Quote:I’m not a Christian anymore: a thread. 

After 40 years of being a devout follower, 20 of those being an evangelical pastor, I am walking away from faith.

Even though this has been a massive bomb drop in my life, it has been decades in the making.

When I was in 8th grade and I was reading greek mythology, it dawned on me how much of the supernatural interactions between the deity of the bible and mankind sounded like ancient mythology. That seed of doubt never went away.

I was raised in a hyper-fundamentalist family, and it felt good to be in a system that promised all the answer and solutions to life. The problem is, the system didn’t work. The promises were empty. The answers were lies. 

As an adult my marriage was a sham and a constant source of pain for me. I did everything I was supposed to - marriage workshops, counseling, bible reading together, date nights every week, marriage books - but my marriage never became what I was promised it would be. 
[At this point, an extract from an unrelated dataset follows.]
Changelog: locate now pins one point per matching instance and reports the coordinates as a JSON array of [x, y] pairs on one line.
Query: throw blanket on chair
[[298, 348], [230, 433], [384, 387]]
I was fully devoted to studying the scriptures. I think I missed maybe 12 Sundays in 40 years. I had completely memorized 18 books of the bible and was reading through the bible for the 24th time when I walked away. 

I devoured all the “christian apologetics” books that came out, and none of them answered my questions regarding the nature of god and the problems I found within the Scriptures. I found these books to be trite, dismissive, and full of pseudo science and evidence. 

The more I read and studied the scriptures the more questions I had. Literally from the first chapter to the last, so many problems. And the more I learned about how the scriptures were canonized, the less I could believe in the “inerrancy” model that I had to espouse. 

In 40 years I never witnessed a single event that was supernatural. Not one. Time and again I watched people die of cancer. I did funerals for 47 people from the age of 4 to 96. I prayed in faith with hundreds of people for healing to no avail. god didn’t answer prayers. 

My devoutly christian parents were abusive, my marriage was a sham, prayer was never answered, miracles were never performed. People died, children rebelled, marriages failed, addictions occurred - all at the same rate as non believers. The system just doesn’t work. 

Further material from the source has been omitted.